Wednesday, April 18, 2012
It's been a while since I have been here. Since I have written. Since I have expressed myself... and even here it is not safe to expose all my inner demons and thoughts. Some of my friends may still check this - and that would be bad right now. If I were to expose those feelings. Those inner hurts. The things I need to deal with the most.
They attack you in nibbles, pinches, and needles. They grow in numbers until you unravel peice by peice.
So I will simply ap;oewrughpaewlrn.kjg haosriwuthkgba;wsoughbf;awe igdyv TLDSFI,.k ......................................OK so that wasn't a good idea as I almost closed the page... XD It says "voice my frustrations in jibberish!"
Anyway. I am too tired to really express anything anymore... I've been sitting here doing nothing for 45 minutes. I keep thinking about all those things bothering me. The things I don't want to tell anyone incase I hurt them, or burden them. Maybe they would say I never learn and hug me. Maybe they wouldn't understand at all. Maybe they would laught it off...
Who knows. Now I know the hurt is still there... but I am in a distant place. Away from all of that. Alone... in the empty dark place that only I know. It reminds me of that story I wrote... "The Silver Blade." I had one person call it beautiful, and another tell me to put it away and never show anyone again.

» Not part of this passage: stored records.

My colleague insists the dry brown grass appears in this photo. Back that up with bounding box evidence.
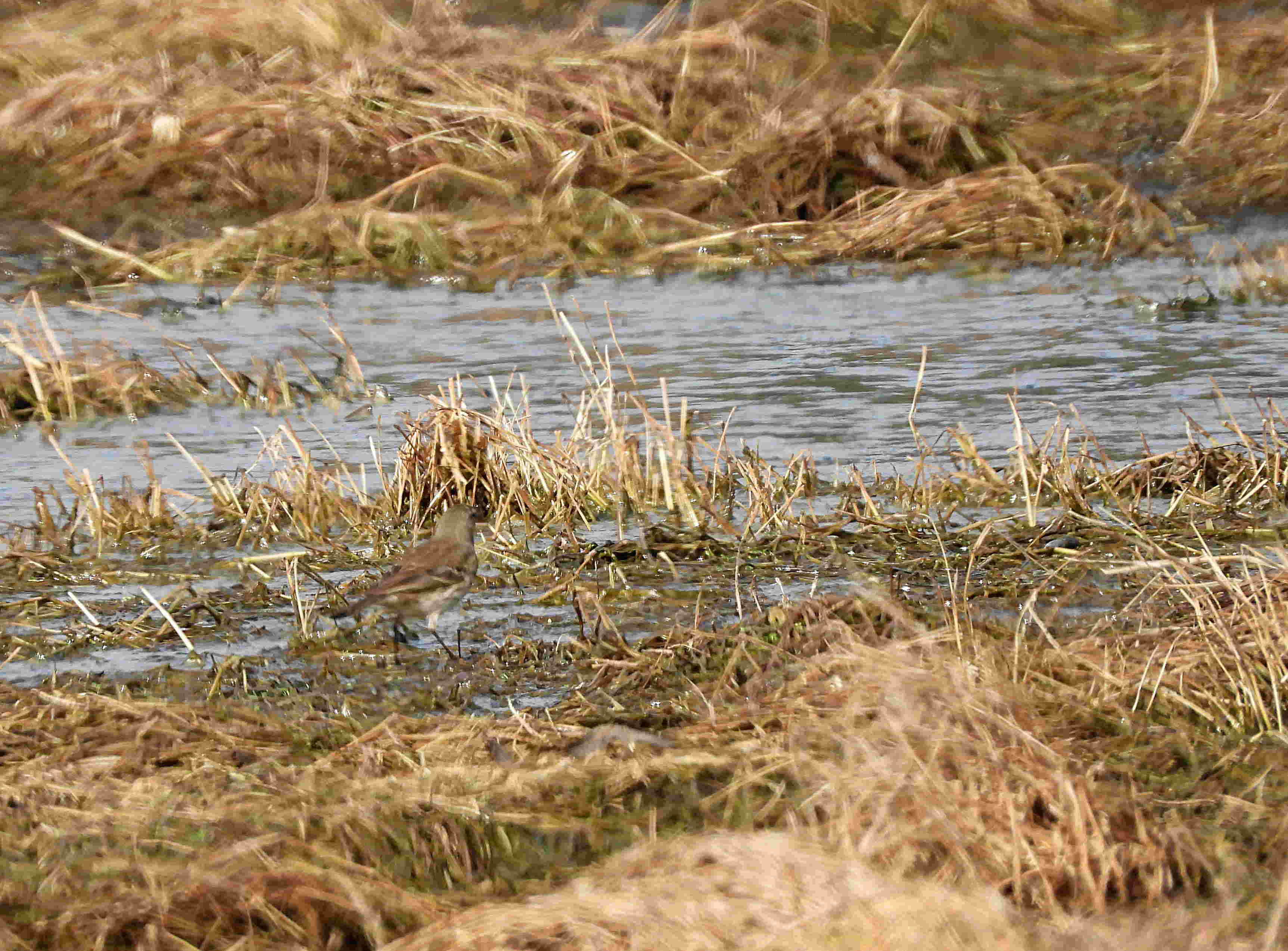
[0,0,1195,281]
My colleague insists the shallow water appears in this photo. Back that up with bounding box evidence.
[0,228,1288,702]
[0,245,1288,521]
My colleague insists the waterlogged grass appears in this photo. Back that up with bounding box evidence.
[0,295,1288,948]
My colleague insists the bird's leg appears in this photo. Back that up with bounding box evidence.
[425,615,461,660]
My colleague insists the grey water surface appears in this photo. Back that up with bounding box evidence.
[0,253,1288,522]
[0,229,1288,702]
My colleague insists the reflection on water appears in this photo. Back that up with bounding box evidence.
[0,250,1288,521]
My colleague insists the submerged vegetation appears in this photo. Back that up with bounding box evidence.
[0,300,1288,948]
[7,0,1288,951]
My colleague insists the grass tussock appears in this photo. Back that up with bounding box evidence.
[0,577,1279,948]
[0,0,1172,281]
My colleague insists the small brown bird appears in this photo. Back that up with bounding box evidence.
[331,505,487,657]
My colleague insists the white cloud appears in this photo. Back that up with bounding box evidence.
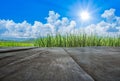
[0,9,120,38]
[83,9,120,36]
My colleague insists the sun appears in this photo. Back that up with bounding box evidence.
[80,11,90,21]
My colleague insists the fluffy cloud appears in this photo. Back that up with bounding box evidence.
[0,11,76,38]
[83,9,120,36]
[0,9,120,38]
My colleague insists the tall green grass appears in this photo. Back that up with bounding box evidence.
[34,34,120,47]
[0,41,34,47]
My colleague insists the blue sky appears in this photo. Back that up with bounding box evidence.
[0,0,120,38]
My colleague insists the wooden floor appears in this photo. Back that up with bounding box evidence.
[0,47,120,81]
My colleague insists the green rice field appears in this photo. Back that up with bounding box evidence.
[0,41,33,47]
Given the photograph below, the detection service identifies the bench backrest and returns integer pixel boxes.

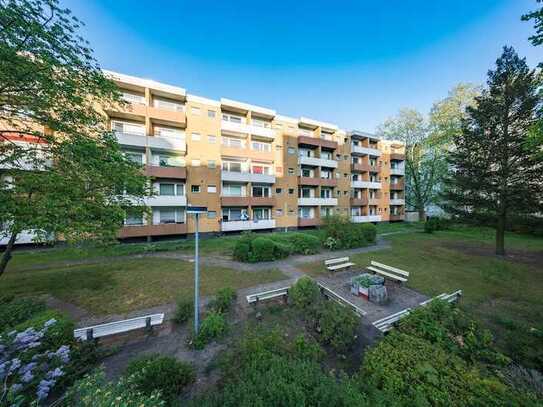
[324,257,349,266]
[74,314,164,340]
[371,260,409,277]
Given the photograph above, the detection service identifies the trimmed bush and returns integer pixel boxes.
[0,297,45,329]
[208,287,237,313]
[288,276,321,309]
[173,299,194,324]
[193,312,226,349]
[125,354,195,404]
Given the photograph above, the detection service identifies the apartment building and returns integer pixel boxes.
[2,71,405,245]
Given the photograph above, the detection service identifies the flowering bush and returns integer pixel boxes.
[0,319,71,405]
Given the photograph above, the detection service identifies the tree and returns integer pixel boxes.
[0,0,146,275]
[444,47,543,255]
[378,109,442,220]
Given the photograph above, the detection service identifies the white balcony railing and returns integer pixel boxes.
[298,156,337,168]
[351,144,381,157]
[115,133,187,151]
[221,171,275,184]
[351,181,381,189]
[221,120,275,140]
[221,219,275,232]
[143,195,187,206]
[351,215,381,223]
[298,198,337,206]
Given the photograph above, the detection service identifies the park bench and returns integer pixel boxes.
[74,314,164,341]
[367,260,409,283]
[247,287,290,304]
[324,257,355,271]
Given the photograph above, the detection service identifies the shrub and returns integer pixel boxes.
[173,299,194,324]
[208,287,237,313]
[288,276,320,309]
[0,297,45,329]
[193,312,226,349]
[65,369,166,407]
[317,301,360,352]
[125,354,195,404]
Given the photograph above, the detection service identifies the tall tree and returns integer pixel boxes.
[0,0,146,275]
[444,47,543,255]
[378,109,442,220]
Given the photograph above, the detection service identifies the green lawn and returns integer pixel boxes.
[0,257,287,315]
[303,227,543,370]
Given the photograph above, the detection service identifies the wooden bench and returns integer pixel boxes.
[74,314,164,341]
[367,260,409,283]
[324,257,355,271]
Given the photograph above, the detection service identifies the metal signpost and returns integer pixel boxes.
[187,206,207,335]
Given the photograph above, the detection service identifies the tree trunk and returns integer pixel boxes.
[496,215,505,256]
[0,232,19,276]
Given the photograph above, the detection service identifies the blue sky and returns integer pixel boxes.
[61,0,543,131]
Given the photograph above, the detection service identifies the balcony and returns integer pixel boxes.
[298,198,337,206]
[298,156,337,168]
[351,197,368,206]
[351,144,381,157]
[298,136,338,150]
[390,198,405,206]
[351,181,381,189]
[115,132,187,152]
[221,219,275,232]
[221,120,275,141]
[351,215,381,223]
[221,171,275,184]
[143,195,187,206]
[298,218,321,228]
[221,196,275,206]
[298,177,337,187]
[118,223,187,239]
[145,165,187,179]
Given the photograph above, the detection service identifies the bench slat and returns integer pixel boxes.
[371,260,409,277]
[368,266,407,283]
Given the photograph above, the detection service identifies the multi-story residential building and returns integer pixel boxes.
[2,71,405,245]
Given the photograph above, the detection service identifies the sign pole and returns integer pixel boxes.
[194,213,200,335]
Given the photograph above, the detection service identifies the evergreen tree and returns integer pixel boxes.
[443,47,543,255]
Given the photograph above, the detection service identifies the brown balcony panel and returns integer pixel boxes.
[250,196,275,206]
[351,164,370,172]
[145,165,187,179]
[118,223,187,239]
[390,182,404,191]
[351,198,368,206]
[298,218,321,227]
[221,196,251,206]
[147,106,187,127]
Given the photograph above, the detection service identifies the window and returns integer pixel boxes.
[253,185,271,198]
[124,210,143,226]
[222,136,245,148]
[124,151,143,165]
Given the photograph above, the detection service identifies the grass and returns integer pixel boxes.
[302,227,543,368]
[0,257,286,315]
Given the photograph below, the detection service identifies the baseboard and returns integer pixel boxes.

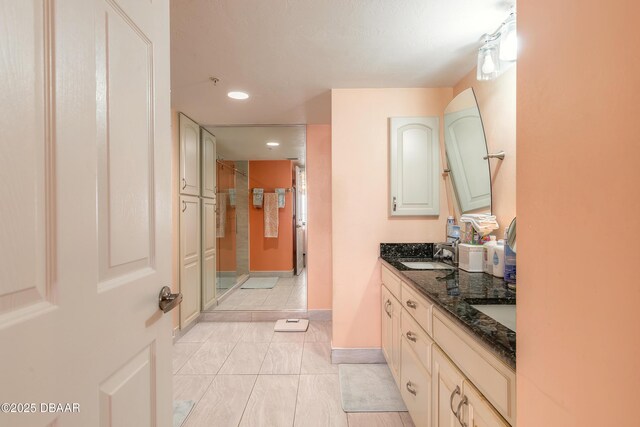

If someone actually asked, I guess I would share it... Otherwise I don't really bring it up... but tonight... I guess I feel that way.
I feel like a part of me is missing, that I cannot function without it. So I'm not really living... just struggling through until I get it back. I am so selfish.
I could write forever, but I cannot. So for now, I'll keep pretending people read this... that somebody out there reads these and understands something of it. Something of me.